[Python-Dev] Simple dicts (original) (raw)

Tim Peters tim.one@comcast.net
Thu, 15 May 2003 10:33:56 -0400


[Brett C.]

When I took data structures I was taught that chaining was actually the easiest way to do hash tables and they still had good performance compared to open addressing. Because of this taught bias I always wondered why Python used open addressing; can someone tell me?

malloc overhead is a major drag; as my msg said, the feasibility depends on pymalloc's very low overhead, and that dictentry nodes are 12 bytes apiece even now; pymalloc didn't exist back then, and Python wasn't originally micro-optimized as it is now (e.g., there wasn't the current zoo of dedicated free-lists, or pre-allocation strategies, and dicts could only be indexed by strings so collision only had to worry about the kinds of problems a single known hash function was prone to).

I am interested in seeing how this would pan out, but I am unfortunately going to be busy for the next three days (if anyone is going to be at E3 Thursday or Friday for some odd reason let me know since I will be there). If someone takes this up please let me know; I am interested in helping if I can.
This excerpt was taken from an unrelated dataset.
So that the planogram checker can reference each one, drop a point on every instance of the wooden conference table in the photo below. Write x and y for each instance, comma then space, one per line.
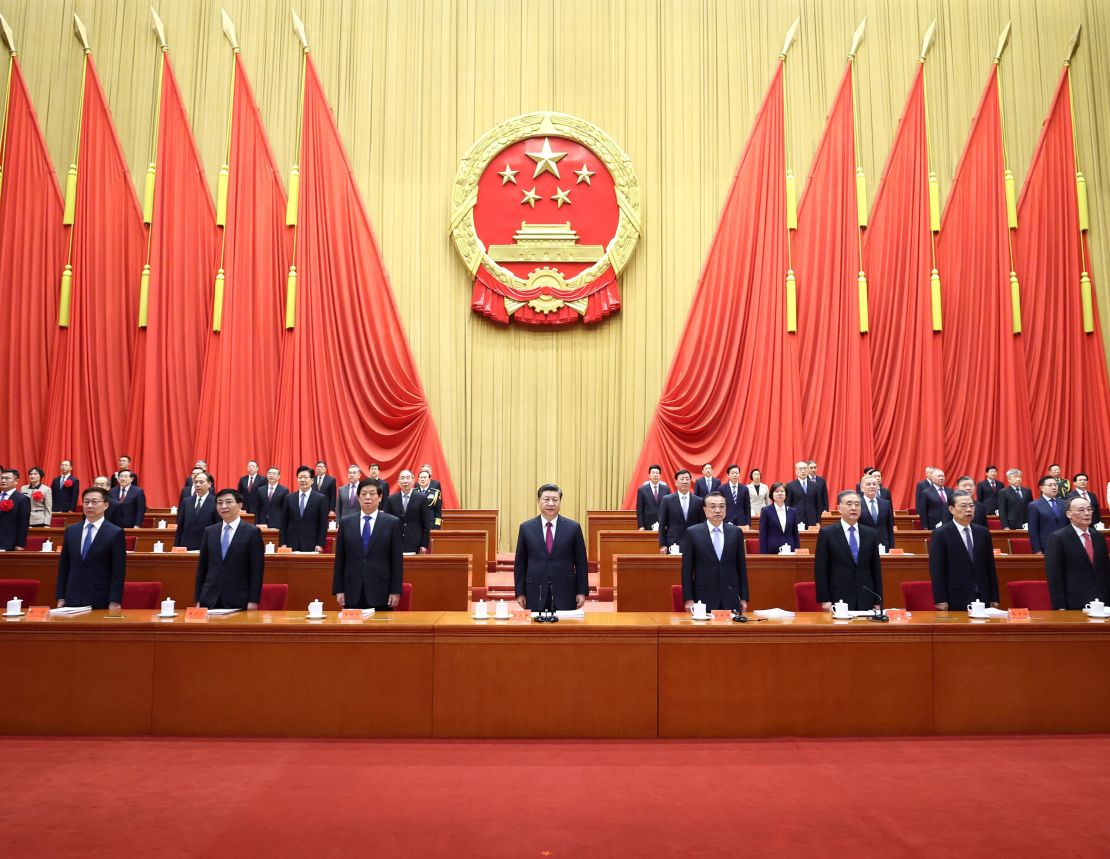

Perhaps this should be a sandbox thing?

There's no rush , and I'd be surprised if Python adopted a different scheme in the end anyway. It's likely a just-for-fun to-see-what-happens project.

Note one nasty class of problem: in chaining only primary collisions exist. The current dict implementation turned the problem of open-addressing's secondary collisions into "a feature", which will become clear when you contemplate dictobject.c's

[i << 16 for i in range(20000)]

example. Python's original dict design didn't have a problem with this because it used prime numbers for table sizes and reduced 32-bit hashes via mod-by-a-prime. The current scheme of just grabbing the last i bits is both much faster and more delicate than that, and we really rely on the collision resolution strategy now to protect against unlucky bit patterns.

Another way of looking at this is that the current scheme has a way to get all 32 bits of a hash code to participate in which table slot gets selected; mod-by-an-odd-prime also gets all bits into play; peel-off-the-last-i-bits does not.